Philosophers seek to impose order on historical events, typically positing some sort of cyclical or linear system, as that created by Augustine, who was the first to claim that the movement of history toward its finale resulted from conflict and reached its conclusion in the resolution of that conflict. Be it the heavenly versus the earthly city or democracy versus aristocracy or the bourgeoisie versus the proletariat, the anticipation of that historical conclusion is what made historical events intelligible in the here and now. The temptation to shrink the whole of history into the history of a particular people or nation often proves irresistible. Part of Augustine’s genius was to place the cyclical history of nations and empires in relief against the linear history of the City of God. Often, however, the latter gets collapsed into the former. That tendency has been especially pronounced in the American context.
It’s hard to do historiography without some philosophy of history. What if one maintains the idea that binary conflict is what drives the historical narrative forward but leads to no apparent conclusion? This, I think, is part of what makes Jeffrey Rosen’s recent effort, The Pursuit of Liberty: How Hamilton vs. Jefferson Ignited the Lasting Battle Over Power in America, both an interesting and frustrating book. He studiously attempts to avoid the presentist error but often at the cost of attributing no meaning to American history. The problem resides in the method itself: Reading all American history as a conflict between Jeffersonianism and Hamiltonianism might make sense if we knew where it was all headed, but in the absence of such knowledge the framework comes across as forced. It’s not as if there isn’t something to the claim; the question is whether the claim results in heavy-handed interpretations and oversimplifications.
The idea of reading America as a conflict between the ideas of Jefferson and Hamilton has a long history. Going back at least as far as Martin Van Buren, historians have posited the ideas of those two as the “either/or” that helps us understand political action. Henry Cabot Lodge argued that all American history could be understood as a battle between these two titans, and Claude Bowers wrote that “the struggle of these two giants surpasses in importance any other waged in America because it related to elemental differences that reach back into the ages, and will continue to divide mankind far into the future.” Rosen’s book is in that tradition, and while it may not add anything to that historiography conceptually, it does add something in terms of material and an updating to the present.

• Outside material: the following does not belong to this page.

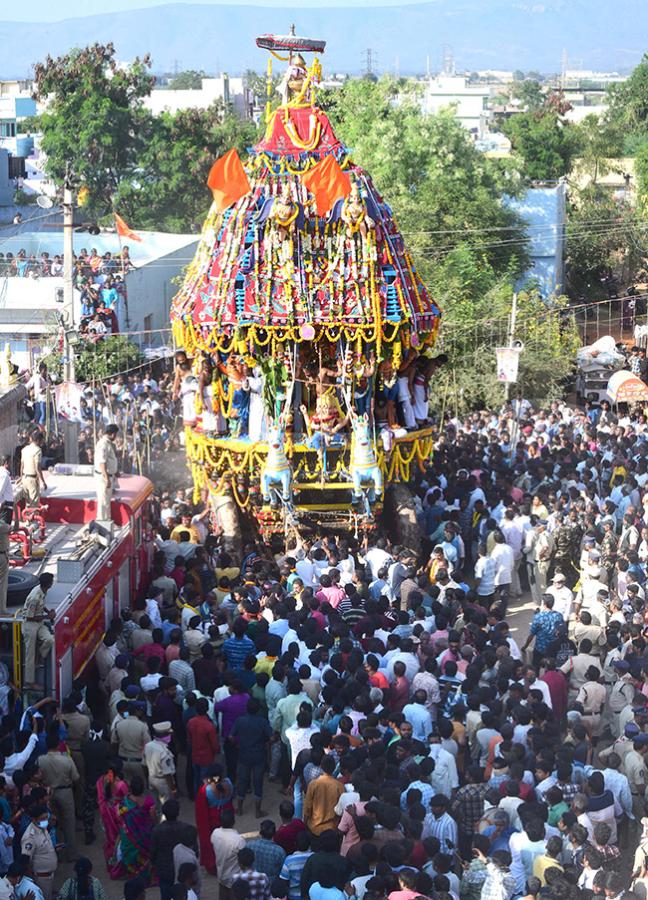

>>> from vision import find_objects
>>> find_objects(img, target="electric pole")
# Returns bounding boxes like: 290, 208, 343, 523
63, 173, 79, 463
504, 291, 517, 403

According to Rosen, Jefferson favored a weaker central power and Hamilton a strong one; Jefferson celebrated democracy and Hamilton was skeptical of it; Jefferson defended local government and state sovereignty and Hamilton opposed “local attachments” and favored the “intire [sic] subordination” of state sovereignty; Jefferson defended the interests of the yeomanry and Hamilton those of merchants and manufacturers and financiers; Jefferson opposed government debt and Hamilton embraced it; Jefferson believed in the perfectibility of human beings and Hamilton in their inherent corruption; Jefferson feared a standing army and Hamilton not only wanted a powerful military but inclined toward its use; Jefferson preferred a narrow interpretation of the Constitution and Hamilton a broad one. All subsequent politics, Rosen argues, has been determined by these binaries, with some leaders on team Jefferson and others on team Hamilton, although he allows that sometimes politicians might toggle between the two.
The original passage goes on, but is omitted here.